Understanding The Birds Of Tahuamanu
October 7, 2020
Our bird survey at the Tahuamanu Biological Station is determining the ornithological diversity that the area protects, as well as establishes a baseline for their conservation and the development of birdwatching activities for ecotourists.
This project was carried out by creating two field camps for the researchers to cover all of the major habitat types. The first camp was based at the Tahuamanu station itself, from which the tours to the nearby Tahuamanu River area were made, enabling researchers to visit the lowland Amazonian forests and bamboo forests. The second camp was located outside the station, in order to understand the abundance and diversity of birds in the surrounding areas including unique riverbanks, grasslands and other lowland forests.
Researchers at both camps used a “Play Back” method (a best practice proposed in the research of Villareal et al. 2004), which consists of using recordings of birds at a moderate volume to draw them near, combined with a very light weight 40-foot net to capture the ones that fly by. Once captured, the birds were safely identified and photographed and released back into their habitat.

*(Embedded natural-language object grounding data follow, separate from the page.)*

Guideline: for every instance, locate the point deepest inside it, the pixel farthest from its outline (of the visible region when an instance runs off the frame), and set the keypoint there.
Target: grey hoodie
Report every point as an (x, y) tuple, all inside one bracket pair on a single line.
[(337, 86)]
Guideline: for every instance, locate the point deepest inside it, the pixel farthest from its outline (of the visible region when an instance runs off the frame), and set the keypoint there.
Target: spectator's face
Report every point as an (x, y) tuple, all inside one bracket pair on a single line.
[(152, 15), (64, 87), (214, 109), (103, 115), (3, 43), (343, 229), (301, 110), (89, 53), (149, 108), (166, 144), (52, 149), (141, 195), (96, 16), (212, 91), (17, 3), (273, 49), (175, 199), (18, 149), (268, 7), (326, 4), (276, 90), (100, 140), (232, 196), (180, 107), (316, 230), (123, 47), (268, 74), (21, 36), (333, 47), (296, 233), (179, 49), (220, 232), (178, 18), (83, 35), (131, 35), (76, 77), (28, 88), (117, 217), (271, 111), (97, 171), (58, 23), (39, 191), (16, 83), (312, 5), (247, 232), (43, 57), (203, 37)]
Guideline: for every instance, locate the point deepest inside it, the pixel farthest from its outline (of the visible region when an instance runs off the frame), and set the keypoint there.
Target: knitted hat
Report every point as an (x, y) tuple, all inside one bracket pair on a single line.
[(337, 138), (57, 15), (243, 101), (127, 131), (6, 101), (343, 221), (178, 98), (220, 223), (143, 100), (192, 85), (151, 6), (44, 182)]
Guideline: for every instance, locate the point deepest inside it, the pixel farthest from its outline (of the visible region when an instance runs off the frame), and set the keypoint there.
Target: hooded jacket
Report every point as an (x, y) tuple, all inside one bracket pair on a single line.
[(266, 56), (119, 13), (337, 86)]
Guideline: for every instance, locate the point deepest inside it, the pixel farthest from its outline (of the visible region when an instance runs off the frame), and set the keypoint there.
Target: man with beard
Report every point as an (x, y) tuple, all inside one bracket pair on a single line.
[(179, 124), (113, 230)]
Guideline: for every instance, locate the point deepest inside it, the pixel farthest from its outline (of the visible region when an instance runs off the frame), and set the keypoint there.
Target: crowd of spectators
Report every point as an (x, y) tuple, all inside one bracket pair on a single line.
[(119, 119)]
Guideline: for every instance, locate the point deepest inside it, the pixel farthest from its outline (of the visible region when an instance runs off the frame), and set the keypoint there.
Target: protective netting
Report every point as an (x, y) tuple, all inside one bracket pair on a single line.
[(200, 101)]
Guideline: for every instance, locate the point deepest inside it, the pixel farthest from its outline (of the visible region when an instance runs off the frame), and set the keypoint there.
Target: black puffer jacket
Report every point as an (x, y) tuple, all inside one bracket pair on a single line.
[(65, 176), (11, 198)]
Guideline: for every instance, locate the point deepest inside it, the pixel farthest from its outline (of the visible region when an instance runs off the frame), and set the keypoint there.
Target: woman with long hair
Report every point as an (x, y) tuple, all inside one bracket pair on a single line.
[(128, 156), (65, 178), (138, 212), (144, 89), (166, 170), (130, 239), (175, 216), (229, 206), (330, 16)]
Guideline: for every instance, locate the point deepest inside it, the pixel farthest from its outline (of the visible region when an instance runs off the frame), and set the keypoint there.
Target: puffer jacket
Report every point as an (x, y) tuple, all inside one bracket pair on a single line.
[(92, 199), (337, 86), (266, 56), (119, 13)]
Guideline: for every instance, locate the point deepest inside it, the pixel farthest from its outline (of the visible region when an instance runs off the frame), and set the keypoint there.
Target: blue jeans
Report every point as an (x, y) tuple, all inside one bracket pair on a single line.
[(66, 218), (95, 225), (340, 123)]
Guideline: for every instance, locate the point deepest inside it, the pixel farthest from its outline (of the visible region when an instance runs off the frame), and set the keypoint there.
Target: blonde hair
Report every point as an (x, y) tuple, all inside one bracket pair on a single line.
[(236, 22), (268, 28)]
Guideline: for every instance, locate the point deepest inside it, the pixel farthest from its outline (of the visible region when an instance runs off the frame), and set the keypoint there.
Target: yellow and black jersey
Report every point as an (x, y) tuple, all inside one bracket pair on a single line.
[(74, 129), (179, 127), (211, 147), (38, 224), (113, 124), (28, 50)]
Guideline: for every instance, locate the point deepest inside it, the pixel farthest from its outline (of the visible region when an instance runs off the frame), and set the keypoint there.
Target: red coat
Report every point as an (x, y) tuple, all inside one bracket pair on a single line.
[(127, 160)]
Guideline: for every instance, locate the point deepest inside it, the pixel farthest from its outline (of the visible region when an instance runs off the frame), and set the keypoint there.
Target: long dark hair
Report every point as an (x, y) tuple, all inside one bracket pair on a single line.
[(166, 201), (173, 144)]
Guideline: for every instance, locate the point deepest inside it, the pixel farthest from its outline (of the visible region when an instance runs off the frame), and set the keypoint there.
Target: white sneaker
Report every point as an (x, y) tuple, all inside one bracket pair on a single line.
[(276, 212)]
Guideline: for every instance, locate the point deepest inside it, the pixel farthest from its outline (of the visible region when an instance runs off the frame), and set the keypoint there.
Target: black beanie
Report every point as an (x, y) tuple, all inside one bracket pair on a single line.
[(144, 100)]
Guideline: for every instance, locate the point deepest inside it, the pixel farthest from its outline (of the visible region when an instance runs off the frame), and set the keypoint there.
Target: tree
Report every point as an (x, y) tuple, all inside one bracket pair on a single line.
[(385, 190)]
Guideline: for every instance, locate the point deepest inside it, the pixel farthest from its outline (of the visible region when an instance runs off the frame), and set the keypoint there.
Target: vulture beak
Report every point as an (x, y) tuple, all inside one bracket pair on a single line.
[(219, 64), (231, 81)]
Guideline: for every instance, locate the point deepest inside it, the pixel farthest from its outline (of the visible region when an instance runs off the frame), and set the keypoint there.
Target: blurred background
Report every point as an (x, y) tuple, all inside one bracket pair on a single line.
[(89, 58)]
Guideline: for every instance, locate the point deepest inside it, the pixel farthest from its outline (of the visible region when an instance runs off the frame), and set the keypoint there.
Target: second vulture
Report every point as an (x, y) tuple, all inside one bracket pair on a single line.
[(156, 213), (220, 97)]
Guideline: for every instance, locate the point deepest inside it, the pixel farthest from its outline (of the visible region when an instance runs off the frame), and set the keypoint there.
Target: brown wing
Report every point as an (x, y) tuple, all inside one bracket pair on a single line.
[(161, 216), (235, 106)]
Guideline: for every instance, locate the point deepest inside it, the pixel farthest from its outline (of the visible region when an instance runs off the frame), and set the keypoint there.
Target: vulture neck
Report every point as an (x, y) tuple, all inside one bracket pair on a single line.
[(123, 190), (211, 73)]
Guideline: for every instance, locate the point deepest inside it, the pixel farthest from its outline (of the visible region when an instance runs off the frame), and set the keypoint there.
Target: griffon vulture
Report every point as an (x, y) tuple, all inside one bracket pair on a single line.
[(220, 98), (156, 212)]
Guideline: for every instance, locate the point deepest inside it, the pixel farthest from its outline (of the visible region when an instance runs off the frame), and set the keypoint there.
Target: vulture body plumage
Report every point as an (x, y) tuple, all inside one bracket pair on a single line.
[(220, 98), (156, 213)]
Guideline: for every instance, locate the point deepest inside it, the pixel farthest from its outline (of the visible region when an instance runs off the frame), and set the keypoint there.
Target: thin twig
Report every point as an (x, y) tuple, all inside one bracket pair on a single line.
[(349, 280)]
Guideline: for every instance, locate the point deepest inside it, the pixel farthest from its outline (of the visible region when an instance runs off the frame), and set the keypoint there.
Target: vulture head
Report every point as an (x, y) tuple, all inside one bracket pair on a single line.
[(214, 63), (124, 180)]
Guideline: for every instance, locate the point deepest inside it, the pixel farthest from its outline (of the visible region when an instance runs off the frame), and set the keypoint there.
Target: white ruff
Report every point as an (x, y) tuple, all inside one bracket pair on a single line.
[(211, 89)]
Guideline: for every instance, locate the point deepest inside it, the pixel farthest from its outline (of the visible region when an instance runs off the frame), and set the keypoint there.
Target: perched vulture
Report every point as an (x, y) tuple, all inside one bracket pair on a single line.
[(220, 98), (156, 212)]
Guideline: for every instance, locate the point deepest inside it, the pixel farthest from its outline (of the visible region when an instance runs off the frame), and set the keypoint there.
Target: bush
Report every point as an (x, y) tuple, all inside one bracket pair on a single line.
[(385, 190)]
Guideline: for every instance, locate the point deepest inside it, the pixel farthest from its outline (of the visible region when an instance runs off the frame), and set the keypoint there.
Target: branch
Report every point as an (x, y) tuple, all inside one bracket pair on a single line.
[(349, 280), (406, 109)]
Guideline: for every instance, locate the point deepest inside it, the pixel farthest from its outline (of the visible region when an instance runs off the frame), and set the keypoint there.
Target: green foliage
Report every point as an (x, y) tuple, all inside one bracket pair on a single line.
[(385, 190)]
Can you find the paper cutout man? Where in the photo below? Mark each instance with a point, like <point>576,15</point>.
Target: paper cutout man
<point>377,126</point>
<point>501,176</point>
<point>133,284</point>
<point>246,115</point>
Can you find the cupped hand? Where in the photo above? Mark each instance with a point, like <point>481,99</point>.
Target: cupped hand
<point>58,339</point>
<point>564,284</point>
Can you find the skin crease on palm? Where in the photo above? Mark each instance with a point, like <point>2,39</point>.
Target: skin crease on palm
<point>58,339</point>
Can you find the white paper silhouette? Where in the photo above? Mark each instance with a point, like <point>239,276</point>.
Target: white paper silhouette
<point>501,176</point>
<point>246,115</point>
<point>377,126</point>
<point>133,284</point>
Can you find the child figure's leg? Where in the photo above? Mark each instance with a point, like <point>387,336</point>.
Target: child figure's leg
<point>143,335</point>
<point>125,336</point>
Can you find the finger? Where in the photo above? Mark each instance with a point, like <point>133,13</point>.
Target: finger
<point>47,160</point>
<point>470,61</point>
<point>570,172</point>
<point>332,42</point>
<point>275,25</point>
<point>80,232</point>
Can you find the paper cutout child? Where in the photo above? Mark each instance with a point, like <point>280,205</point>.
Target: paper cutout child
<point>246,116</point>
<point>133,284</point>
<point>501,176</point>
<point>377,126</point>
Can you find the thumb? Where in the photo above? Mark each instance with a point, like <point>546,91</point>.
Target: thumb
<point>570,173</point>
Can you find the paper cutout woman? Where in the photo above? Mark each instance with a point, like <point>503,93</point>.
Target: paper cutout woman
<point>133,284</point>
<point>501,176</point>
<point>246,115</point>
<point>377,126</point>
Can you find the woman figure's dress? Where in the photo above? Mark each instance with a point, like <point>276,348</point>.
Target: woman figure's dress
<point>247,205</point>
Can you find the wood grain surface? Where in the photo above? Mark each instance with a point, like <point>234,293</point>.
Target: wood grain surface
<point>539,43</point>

We used world-class specialized field biology guides to ensure the proper identification and classification of these birds.
In total, we identified 267 species of birds belonging to 179 genus and 49 taxonomy families. The best represented species were the flycatcher family (Tyrannidae) with 28 species, followed by Ovenbirds (Furnaridae) and Antbirds (Thamnophilidae) with 25 species each (see the figure below for an overall distribution of the most commonly-found species).
Twelve of these species were listed under different categories of threat on the IUCN Red List, such as the endangered White-bellied parrot (Pionites leucogaster) and the Channel-billed Toucan (Ramphastos vitellinus).
Additionally, this species of Rufous-fronted antthrush is known in just two places in Bolivia. Living in riverbanks, it is difficult to observe as it’s very elusive. We were able to capture and photograph this bird as part of this project, which shows the importance of conservation areas and research stations like Tahuamanu in keeping threatened species like this one thriving.
Lastly, we also were able to identify four new species that were never recorded before in this area! These species were the White-throated King bird (Tyrannus albogularis), Slender-billed Xenops (Xenops tenuirostris), Elegant Woodcreeper (Xiphorhynchus elegans), and the Ocellated Woodcreeper (Xiphorhynchus ocellatus). These findings add another layer of value to demonstrate to local authorities and communities the importance of protecting this area: to avoid the extinction of these species, let scientists know where they can go to conduct avian research, and where ecotourists can go to observe these species.
Special thanks to The Sheldon and Audrey Katz Foundation for their generous support that makes this project possible.